= Saint Felim =

Irish Christian hermit and priest (born c. 500)

Saint Felim (also called Feilim, Feidlimid, Feidhlimidh, Felimy, Feidhilmethie, Feidlimthe, Fedlimid, Fedlimidh, Phelim, Phelime), an Irish Christian hermit and priest, was born, probably in Kiennacta Breagh, County Meath in the mid sixth century.

==Life==
Felim was born shortly after 500 AD. His father was Carill, son of Laisrén, son of Dallán, son of Eógan mac Néill, son of Niall of the Nine Hostages, son of Eochaid Mugmedón.

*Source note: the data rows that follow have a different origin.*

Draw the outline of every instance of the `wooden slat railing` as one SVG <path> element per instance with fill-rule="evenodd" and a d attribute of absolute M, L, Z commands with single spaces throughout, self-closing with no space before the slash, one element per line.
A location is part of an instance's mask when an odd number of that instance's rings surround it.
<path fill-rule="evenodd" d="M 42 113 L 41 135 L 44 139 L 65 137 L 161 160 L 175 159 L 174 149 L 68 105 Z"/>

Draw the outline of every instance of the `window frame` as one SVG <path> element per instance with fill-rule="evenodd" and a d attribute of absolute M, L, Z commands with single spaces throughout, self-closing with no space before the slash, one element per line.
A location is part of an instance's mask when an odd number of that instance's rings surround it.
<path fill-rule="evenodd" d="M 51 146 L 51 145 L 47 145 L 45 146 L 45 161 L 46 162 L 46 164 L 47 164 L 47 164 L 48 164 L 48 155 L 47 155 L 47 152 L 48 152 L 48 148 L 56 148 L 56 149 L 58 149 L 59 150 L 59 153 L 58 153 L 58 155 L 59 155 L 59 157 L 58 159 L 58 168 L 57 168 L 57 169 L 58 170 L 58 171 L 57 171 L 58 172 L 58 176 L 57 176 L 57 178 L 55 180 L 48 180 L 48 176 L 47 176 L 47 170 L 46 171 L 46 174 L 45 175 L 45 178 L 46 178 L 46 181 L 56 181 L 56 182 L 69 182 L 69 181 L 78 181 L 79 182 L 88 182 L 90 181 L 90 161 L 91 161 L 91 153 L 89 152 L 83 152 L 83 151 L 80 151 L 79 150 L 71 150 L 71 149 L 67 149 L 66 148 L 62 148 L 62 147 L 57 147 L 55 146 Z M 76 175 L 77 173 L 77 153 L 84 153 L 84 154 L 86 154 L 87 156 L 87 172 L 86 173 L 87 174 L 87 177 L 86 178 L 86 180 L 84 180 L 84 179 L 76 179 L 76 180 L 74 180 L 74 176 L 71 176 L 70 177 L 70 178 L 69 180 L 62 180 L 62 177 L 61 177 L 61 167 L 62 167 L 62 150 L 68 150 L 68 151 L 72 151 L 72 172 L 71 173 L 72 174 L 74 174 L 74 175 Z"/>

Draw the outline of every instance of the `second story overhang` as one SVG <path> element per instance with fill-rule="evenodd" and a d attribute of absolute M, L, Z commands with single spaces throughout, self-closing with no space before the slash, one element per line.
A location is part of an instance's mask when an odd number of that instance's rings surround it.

His mother was Dediva (also called Editua or Dedi or Deidi or Deighe or Deidiu or Deaga or Mediva), daughter of Tren, son of Dubhthach moccu Lughair, who was a Chief Ollam of Ireland and royal poet of King Lóegaire mac Néill. Dediva's other children were Saint Senan of Laraghbrine, son of Fintan, Saint Caillin of Fenagh, son of Niata, St.Mainchín of Corann, son of Collan of Corann, Saint Daigh of Inniskeen, who was another son of Carill and Saint Felim's younger full brother, Saint Femia who was a daughter of Carill and Saint Felim's full sister, Saint Diarmaid the Just, son of Lugna and Senchán Torpéist, a later Chief Ollam of Ireland.

The tradition that he was a monk in the monastery in Slanore near Crossdoney is well founded and attested. He is the first known Bishop of Kilmore, and patron saint of the Kilmore diocese. Felim became a hermit living near Kilmore, County Cavan, where he later founded a monastery (Cill Mór /Big Church).

According to the Martyrology of Tallaght and the Martyrology of Donegal, his feastday is 3 August but the other Calendars give it as 9 August which is celebrated as his feastday in present day. The discrepancy arises because 3 August was the start date of the annual pattern or fair devoted to the saint in Kilmore, which lasted a week from 3 to 9 August. The Ulster Plantation papers of 1608 give a list of fairs in county Cavan which includes- "One fayre holden att Killmore yearly the third day of August being Saint Phelime's Day".

According to local tradition, the Church of Ireland St Fethlimidh's Cathedral, Kilmore, is built on the site where Felim originally built his church. The Roman Catholic Cathedral of Saint Patrick and Saint Felim is located in Cavan.